オフィスであれば人の目があるため仕事をするしかありませんが、自宅ではそうした監視の目がありません。「少しくらいいいか……」と、マンガに手を伸ばしてしまいそうになることも多々あり、自制心が試されることになります。
デメリットよりも、メリットが多い
メリット・デメリットをそれぞれ見てみると、メリットは主にワークライフバランス面、デメリットは諸経費面での例が多く挙げられることが分かりました。
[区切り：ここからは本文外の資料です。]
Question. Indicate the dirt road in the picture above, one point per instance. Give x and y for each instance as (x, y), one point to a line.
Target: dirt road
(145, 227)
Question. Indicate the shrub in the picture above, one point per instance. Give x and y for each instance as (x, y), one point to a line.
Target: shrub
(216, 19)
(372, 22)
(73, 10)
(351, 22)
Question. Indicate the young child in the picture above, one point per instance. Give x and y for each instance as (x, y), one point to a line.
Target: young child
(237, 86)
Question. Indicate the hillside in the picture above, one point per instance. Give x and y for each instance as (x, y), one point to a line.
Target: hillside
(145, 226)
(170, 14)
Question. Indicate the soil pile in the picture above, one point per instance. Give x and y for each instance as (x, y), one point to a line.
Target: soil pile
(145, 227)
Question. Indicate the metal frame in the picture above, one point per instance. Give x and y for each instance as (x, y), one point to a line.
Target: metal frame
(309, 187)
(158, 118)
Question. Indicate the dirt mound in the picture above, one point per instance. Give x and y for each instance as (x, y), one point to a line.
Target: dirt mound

筆者のケースでは、メリットの方がより多く見つかりましたが、人によっては「人とのコミュニケーションが取れずストレスが溜まる」「ダラダラ残業しないために、自己管理能力が必要」などのデメリットも出てくるかも知れません。
今回はそんな一例のご紹介となりましたが、「もしもテレワークを行ったら?」という想像だけではたどり着けない視点をお伝え出来たのなら幸いです。